Dark Matter Filament Finally Found 190
An anonymous reader writes "Everyone is talking about the recent Higgs boson announcement by the scientists at CERN, but another significant scientific discovery was revealed this week as well. In a study published online in the journal Nature on Wednesday, scientists show that they have successfully found the first dark matter filament."
Re:How do they know it's dark matter? (Score:5, Interesting)
Non-luminous normal matter absorbs light (and so becomes luminous normal matter evenutally, at least at some frequency).
BTW, the confirmation for dark matter vs other theories for galaxy rotation came from the WMAP [wikipedia.org] data. IIRC, about 80% of the early matter of the universe was shown to be somehting that interacted gravitationally, but did not interact with light (or electrons). The actual % of dark matter measured matched the amount predicted by the dark matter hypothesis for galaxy rotation rates, which is a pretty convincing confirmation IMO.
Bigger than the Higgs (Score:5, Interesting)
I'd call this bigger than the Higgs.
Re:Except we'd still see evidence (Score:4, Interesting)
It seems to me that conclusions based on lensing effects are making a rather large assumption about the homogeneity of both interstellar and intergalactic space. The interstellar medium especially is supposed to be composed of so many atoms per cubic meter, and the assumption is those atoms are almost exclusively hydrogen and are evenly distributed
That may be an unwarranted assumption.
We've been staring at the sky for a long time now, but only recently have we been doing very large sky surveys, and only very recently have we had the processing power available to do something useful with wide swaths of that data at once. Seems to me there might be some Ph.D's to be had in using data from things like the Sloan Sky Survey to try to validate assumptions about the interstellar medium in greater detail. There may be thin filaments (on interstellar scales) of finely distributed matter that are denser than the overall medium. Or less dense. Or clumps. Nebulas are typically very diffuse. Might it be possible for there to be nebula-like formations that are even more diffuse? So diffuse that they appear largely transparent to most frequencies? So diffuse that their only affect on light is lensing?
I remember astronomers locating nebulas that were previously invisible because they don't emit visible light, but do emit in other parts of the spectrum. The explanation was they are older, cooler formations. But they don't just vanish as they continue to age. That gas is still around, getting ever cooler and more diffuse. Considering how much nova and supernova debris we've already identified in the galaxy, it doesn't seem too big of a leap to consider the long term (as in gigayears) ramifications of nova debris on the general interstellar medium.
Re:well that article sucks (Score:4, Interesting)

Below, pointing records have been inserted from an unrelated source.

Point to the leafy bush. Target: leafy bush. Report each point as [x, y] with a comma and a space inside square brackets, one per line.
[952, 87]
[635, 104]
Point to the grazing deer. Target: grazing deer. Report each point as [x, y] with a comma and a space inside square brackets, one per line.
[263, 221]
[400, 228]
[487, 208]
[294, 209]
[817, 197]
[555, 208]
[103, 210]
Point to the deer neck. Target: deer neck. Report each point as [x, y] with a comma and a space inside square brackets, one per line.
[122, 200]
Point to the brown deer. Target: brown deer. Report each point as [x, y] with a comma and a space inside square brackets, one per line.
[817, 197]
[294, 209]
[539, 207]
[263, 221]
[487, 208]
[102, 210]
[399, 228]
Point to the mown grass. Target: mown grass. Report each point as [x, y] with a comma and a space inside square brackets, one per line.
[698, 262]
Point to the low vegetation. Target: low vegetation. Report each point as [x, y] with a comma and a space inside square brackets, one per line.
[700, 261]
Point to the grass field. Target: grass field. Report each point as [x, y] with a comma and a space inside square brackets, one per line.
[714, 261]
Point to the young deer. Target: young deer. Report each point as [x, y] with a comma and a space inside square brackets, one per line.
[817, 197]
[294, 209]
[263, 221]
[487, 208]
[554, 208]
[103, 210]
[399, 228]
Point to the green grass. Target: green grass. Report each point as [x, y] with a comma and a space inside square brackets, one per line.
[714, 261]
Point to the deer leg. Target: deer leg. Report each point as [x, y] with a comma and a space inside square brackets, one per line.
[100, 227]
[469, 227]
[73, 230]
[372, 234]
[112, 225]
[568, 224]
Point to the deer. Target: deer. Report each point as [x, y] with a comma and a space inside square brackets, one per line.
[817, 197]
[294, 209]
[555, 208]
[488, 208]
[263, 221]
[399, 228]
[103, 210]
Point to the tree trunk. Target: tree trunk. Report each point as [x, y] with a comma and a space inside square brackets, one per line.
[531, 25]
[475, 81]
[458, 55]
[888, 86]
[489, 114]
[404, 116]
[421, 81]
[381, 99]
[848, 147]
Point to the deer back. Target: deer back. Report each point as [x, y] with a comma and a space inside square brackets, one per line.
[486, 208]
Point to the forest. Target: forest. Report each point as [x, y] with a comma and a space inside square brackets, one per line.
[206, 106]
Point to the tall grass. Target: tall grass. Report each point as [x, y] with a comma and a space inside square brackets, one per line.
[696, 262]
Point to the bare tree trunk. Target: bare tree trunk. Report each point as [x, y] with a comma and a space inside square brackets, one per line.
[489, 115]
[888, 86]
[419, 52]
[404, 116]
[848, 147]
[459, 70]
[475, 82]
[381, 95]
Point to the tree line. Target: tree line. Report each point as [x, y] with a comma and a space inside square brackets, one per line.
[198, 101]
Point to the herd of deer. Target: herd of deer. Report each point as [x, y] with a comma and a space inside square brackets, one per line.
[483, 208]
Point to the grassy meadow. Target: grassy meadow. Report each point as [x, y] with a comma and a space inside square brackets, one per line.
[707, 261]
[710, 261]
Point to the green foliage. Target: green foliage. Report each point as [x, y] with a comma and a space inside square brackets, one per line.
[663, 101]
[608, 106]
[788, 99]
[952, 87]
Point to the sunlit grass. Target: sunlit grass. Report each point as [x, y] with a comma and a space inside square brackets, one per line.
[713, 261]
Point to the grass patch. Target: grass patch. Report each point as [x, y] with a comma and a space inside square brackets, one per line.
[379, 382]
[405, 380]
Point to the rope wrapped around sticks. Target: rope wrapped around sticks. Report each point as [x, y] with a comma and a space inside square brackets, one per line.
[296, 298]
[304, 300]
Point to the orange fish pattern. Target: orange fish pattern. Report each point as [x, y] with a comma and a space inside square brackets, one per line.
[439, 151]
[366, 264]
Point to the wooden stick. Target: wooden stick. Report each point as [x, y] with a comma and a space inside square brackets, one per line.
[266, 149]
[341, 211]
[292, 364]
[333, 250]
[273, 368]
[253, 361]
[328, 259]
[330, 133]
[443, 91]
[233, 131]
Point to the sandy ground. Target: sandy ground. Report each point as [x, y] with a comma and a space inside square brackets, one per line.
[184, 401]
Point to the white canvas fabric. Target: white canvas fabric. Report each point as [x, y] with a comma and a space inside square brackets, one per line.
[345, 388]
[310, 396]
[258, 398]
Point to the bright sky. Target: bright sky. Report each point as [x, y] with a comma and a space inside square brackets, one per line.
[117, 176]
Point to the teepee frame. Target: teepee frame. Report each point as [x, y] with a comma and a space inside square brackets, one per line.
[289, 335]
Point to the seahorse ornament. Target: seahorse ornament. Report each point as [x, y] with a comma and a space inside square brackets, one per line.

Yes, I get a kick out of how that article, as well as the one on space.com linked to above, are both written under the assumption that we know "dark matter" exists... but we know no such thing. It is still a matter of much controversy (no pun intended).
We have various theories to account for the observations. Among them the most popular of the string theories, which support the existence of dark matter. But on the other hand, there have been a number of recent findings that call "string theory" itself into strong question. Perhaps even rendering it invalid.
Much hinges upon whether the true God particle, the gravitron, really exists. If it does, it would shake up the standard model. If it doesn't, it would shake up the standard model.
Safest right now is to sometimes believe in it, and treat its existence as as unfalsifiable as God, while having a drink at the multi-dimension (including string theory) bar.
In short, we are a tad short on understanding how mass and gravity really interact, and the implications. Which dark matter hinges on - both whether and what.
Re:This is actually far more important (Score:4, Interesting)
Un-doing 7 well-deserved mod points to post this, so pay attention. Higgs was not a given. A particle in the same range without the ability to generate the Higgs field was also a possibility.
Correct me if I'm wrong, but I think a pairing between a Z and W boson was also considered a candidate.
And also if assuming the Higgs' boson, the question was whether it was in the 120-130 GeV or in the ~182 GeV range - the energy difference could have significant impacts on the standard model, especially in higher order Higgs (when it interacts with itself), but also in how rare the sub-particle would be, and in predicting where to find the last couple of missing particles (not counting the elusive Gravitron).
All in all, the LHC discovery, although predicted, is a great discovery that will give physicists data they sorely needed.
Dark matter? Not so much. We know there are unobservable gravitational effects, but we can't currently say what they are even if we can point to a place where they are. Nailing the Higgs' boson may, in the future, help with this, but not yet.
Re:Here's a better article... (Score:4, Interesting)
Looking at "six sigma" is stupid. If you are talking about the management fad, it assumes the data follows a normal distribution. Generally, frequentist statistics is misleading. It's not wrong, but it is very commonly used improperly. For example, if you hear that a null hypothesis that the mean of a distribution is less than zero, H0:mu H0 is true, and that the data follow the assumed distribution, 99% of the sample means you get would be less than 0.
This article actually uses Bayesian statistics (samples the posterior PDF using MCMC), rather than frequentist.